Disclosure and Audit

The Cadbury Report termed audit as one of the corner stones of corporate governance. Audit provides a basis for reassurance to the share holders and everyone else who has a financial stake in the company. Audits raise a host of issues: 1. Should boards establish audit committees? How should it be composed? 2. How to ensure the independence of the auditor? 3. What about the non-audit services rendered by the auditors?

Recent corporate scandals involving auditors

Arthur Andersen
Accountancy firm Arthur Andersen was declared guilty of obstructing justice by shredding documents relating to the failed energy giant Enron.

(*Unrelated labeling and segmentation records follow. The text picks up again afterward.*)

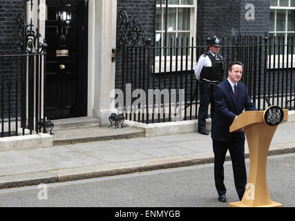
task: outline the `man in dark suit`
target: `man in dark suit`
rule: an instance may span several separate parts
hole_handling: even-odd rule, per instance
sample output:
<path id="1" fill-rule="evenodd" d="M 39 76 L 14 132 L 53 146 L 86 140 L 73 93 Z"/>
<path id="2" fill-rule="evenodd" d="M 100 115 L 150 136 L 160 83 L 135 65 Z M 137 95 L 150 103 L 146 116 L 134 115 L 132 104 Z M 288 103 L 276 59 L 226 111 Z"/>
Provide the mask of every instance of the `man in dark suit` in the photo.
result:
<path id="1" fill-rule="evenodd" d="M 231 155 L 234 177 L 240 200 L 247 184 L 245 164 L 245 133 L 229 133 L 229 126 L 244 108 L 257 110 L 248 95 L 246 86 L 238 82 L 242 74 L 242 64 L 232 62 L 228 69 L 228 77 L 215 86 L 214 115 L 212 119 L 211 138 L 214 152 L 214 179 L 218 200 L 226 202 L 226 187 L 223 182 L 223 164 L 227 150 Z"/>

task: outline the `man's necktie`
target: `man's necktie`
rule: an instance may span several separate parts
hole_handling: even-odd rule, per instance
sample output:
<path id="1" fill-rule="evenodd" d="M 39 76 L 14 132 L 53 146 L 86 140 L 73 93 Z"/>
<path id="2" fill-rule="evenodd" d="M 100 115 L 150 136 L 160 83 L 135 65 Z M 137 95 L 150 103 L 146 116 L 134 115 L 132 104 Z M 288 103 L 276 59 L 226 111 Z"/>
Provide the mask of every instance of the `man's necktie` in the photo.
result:
<path id="1" fill-rule="evenodd" d="M 236 85 L 234 86 L 234 93 L 235 94 L 236 102 L 238 102 L 238 90 L 236 88 Z"/>

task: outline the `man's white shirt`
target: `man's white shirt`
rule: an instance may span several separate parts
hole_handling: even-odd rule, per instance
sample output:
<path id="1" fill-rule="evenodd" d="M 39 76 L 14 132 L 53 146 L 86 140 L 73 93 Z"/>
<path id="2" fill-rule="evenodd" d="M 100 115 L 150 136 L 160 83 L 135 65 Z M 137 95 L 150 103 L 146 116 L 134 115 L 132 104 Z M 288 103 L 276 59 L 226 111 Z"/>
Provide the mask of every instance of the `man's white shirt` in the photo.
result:
<path id="1" fill-rule="evenodd" d="M 229 78 L 227 77 L 227 80 L 229 81 L 229 84 L 231 84 L 231 90 L 233 90 L 233 93 L 235 93 L 235 85 L 236 86 L 237 90 L 238 90 L 238 82 L 236 82 L 236 84 L 234 84 L 230 79 Z"/>
<path id="2" fill-rule="evenodd" d="M 211 54 L 213 55 L 213 57 L 215 57 L 216 55 L 213 53 L 210 50 Z M 197 79 L 200 79 L 200 75 L 201 73 L 202 68 L 203 67 L 211 67 L 212 66 L 212 62 L 211 61 L 211 59 L 209 57 L 209 56 L 203 56 L 204 54 L 202 55 L 199 60 L 198 61 L 197 66 L 196 66 L 195 70 L 195 76 Z"/>

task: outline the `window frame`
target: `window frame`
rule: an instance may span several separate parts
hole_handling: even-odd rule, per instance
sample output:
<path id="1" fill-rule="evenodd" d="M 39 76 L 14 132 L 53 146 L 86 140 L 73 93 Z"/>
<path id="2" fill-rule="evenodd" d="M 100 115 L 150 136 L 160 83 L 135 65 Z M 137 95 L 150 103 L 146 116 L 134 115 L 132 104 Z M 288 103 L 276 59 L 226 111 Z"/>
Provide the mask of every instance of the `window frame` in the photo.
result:
<path id="1" fill-rule="evenodd" d="M 280 6 L 280 0 L 277 0 L 277 3 L 276 3 L 276 6 L 269 6 L 269 9 L 270 10 L 274 10 L 274 30 L 271 31 L 269 30 L 269 34 L 273 34 L 274 37 L 274 36 L 277 36 L 277 34 L 283 34 L 283 37 L 284 37 L 284 42 L 285 44 L 286 45 L 285 46 L 285 54 L 284 55 L 280 55 L 280 64 L 276 63 L 275 64 L 275 68 L 282 68 L 284 66 L 286 66 L 287 64 L 283 64 L 283 57 L 285 59 L 285 63 L 287 62 L 287 36 L 288 34 L 294 34 L 295 35 L 295 30 L 288 30 L 288 11 L 289 10 L 294 10 L 295 11 L 295 6 L 291 6 L 291 0 L 289 0 L 288 1 L 288 6 Z M 276 18 L 277 18 L 277 10 L 285 10 L 285 30 L 283 31 L 277 31 L 276 30 L 276 25 L 277 25 L 277 21 L 276 21 Z M 270 15 L 270 13 L 269 13 Z M 295 21 L 294 21 L 295 22 Z M 269 27 L 270 28 L 270 27 Z M 269 28 L 270 30 L 270 28 Z M 275 59 L 276 62 L 278 62 L 277 61 L 278 61 L 278 56 L 279 55 L 271 55 L 270 56 L 270 59 L 271 61 L 274 61 L 274 59 Z M 292 54 L 289 54 L 289 63 L 287 65 L 288 66 L 290 66 L 290 64 L 292 62 L 294 62 L 295 61 L 295 55 L 293 55 L 293 61 L 291 60 L 291 57 L 292 57 Z M 269 58 L 267 59 L 268 59 L 268 62 L 269 62 Z M 273 61 L 272 61 L 273 62 Z M 267 66 L 268 66 L 268 64 L 267 64 Z M 272 67 L 272 68 L 273 68 L 273 67 Z"/>
<path id="2" fill-rule="evenodd" d="M 181 0 L 179 0 L 179 2 L 181 2 Z M 167 33 L 175 33 L 175 37 L 178 36 L 178 35 L 179 33 L 189 33 L 189 42 L 190 42 L 190 45 L 189 45 L 189 47 L 191 46 L 191 38 L 192 37 L 195 37 L 196 34 L 196 20 L 197 20 L 197 2 L 198 1 L 196 0 L 193 0 L 193 5 L 183 5 L 183 4 L 169 4 L 168 5 L 168 8 L 176 8 L 176 17 L 175 17 L 175 30 L 172 30 L 172 31 L 169 31 L 167 30 Z M 157 4 L 156 5 L 156 8 L 158 9 L 160 8 L 160 4 Z M 190 27 L 189 27 L 189 30 L 178 30 L 178 8 L 190 8 Z M 161 35 L 161 47 L 164 47 L 164 35 L 165 34 L 165 30 L 164 30 L 164 10 L 166 10 L 166 5 L 165 4 L 162 4 L 162 12 L 161 12 L 161 27 L 162 27 L 162 30 L 155 30 L 155 35 L 160 33 Z M 195 38 L 194 38 L 195 39 Z M 178 42 L 178 46 L 180 47 L 180 42 Z M 169 43 L 168 43 L 167 46 L 169 46 Z M 170 60 L 170 55 L 166 55 L 167 57 L 169 58 Z M 185 57 L 185 55 L 184 55 L 184 57 Z M 188 55 L 189 59 L 191 59 L 191 55 Z M 160 61 L 160 55 L 156 55 L 155 56 L 155 61 Z M 164 60 L 164 52 L 162 51 L 162 56 L 161 56 L 161 59 Z M 178 59 L 181 59 L 181 55 L 178 55 Z M 176 59 L 176 55 L 173 55 L 172 56 L 172 59 L 174 61 Z"/>
<path id="3" fill-rule="evenodd" d="M 190 30 L 178 30 L 178 9 L 176 10 L 176 30 L 173 30 L 173 31 L 168 31 L 167 30 L 167 33 L 184 33 L 184 32 L 187 32 L 187 33 L 189 33 L 189 42 L 190 42 L 190 45 L 189 45 L 189 47 L 191 48 L 191 39 L 192 37 L 193 37 L 193 39 L 195 40 L 195 37 L 196 35 L 196 26 L 197 26 L 197 7 L 198 7 L 198 1 L 197 0 L 193 0 L 193 5 L 184 5 L 184 4 L 180 4 L 181 3 L 181 0 L 179 0 L 179 3 L 180 4 L 175 5 L 175 4 L 169 4 L 168 5 L 168 8 L 191 8 L 191 17 L 190 17 Z M 160 8 L 160 4 L 157 3 L 156 4 L 156 8 Z M 164 47 L 164 35 L 165 33 L 165 30 L 164 30 L 164 10 L 166 10 L 166 5 L 164 3 L 162 4 L 162 12 L 161 12 L 161 27 L 162 27 L 162 30 L 155 30 L 155 35 L 160 33 L 161 34 L 161 47 Z M 177 35 L 175 35 L 176 37 Z M 155 37 L 155 38 L 156 37 Z M 178 46 L 180 48 L 180 42 L 178 42 Z M 169 44 L 168 44 L 167 46 L 169 46 Z M 168 52 L 167 49 L 167 52 Z M 191 51 L 191 49 L 189 50 Z M 155 55 L 155 73 L 160 73 L 160 69 L 161 70 L 161 72 L 162 72 L 165 67 L 166 67 L 166 72 L 170 72 L 170 63 L 171 63 L 171 58 L 172 57 L 172 70 L 171 71 L 176 71 L 176 70 L 180 70 L 180 67 L 181 67 L 181 55 L 172 55 L 171 56 L 170 55 L 166 55 L 166 65 L 164 64 L 164 62 L 163 62 L 164 61 L 164 50 L 162 50 L 162 55 L 161 55 L 161 58 L 160 58 L 160 55 Z M 177 60 L 178 60 L 178 70 L 176 70 L 176 56 L 177 56 Z M 182 59 L 183 59 L 183 63 L 182 65 L 184 65 L 184 64 L 185 64 L 185 59 L 186 59 L 186 55 L 182 55 Z M 191 52 L 189 52 L 189 55 L 187 55 L 187 63 L 188 63 L 188 70 L 191 69 L 191 62 L 193 62 L 193 66 L 195 67 L 196 65 L 196 58 L 195 56 L 193 56 L 193 61 L 191 61 Z M 160 61 L 161 60 L 161 64 L 160 64 Z"/>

The verdict could be the death knell for the 89-year old company, once one of the world's top five accountants.

Andersen has already lost much of its business, and two-thirds of its once 28,000 strong US workforce. Following the conviction, multi-million dollar lawsuits brought by Enron investors and shareholders demanding compensation are likely to follow, and could bankrupt the firm.

Price Waterhouse resigned as statutory auditor of Satyam Computer Services Ltd with effect from February 12, 2009, while stating that it would co-operate with the ongoing investigations into the Rs 7,800 crore fraud at the IT major.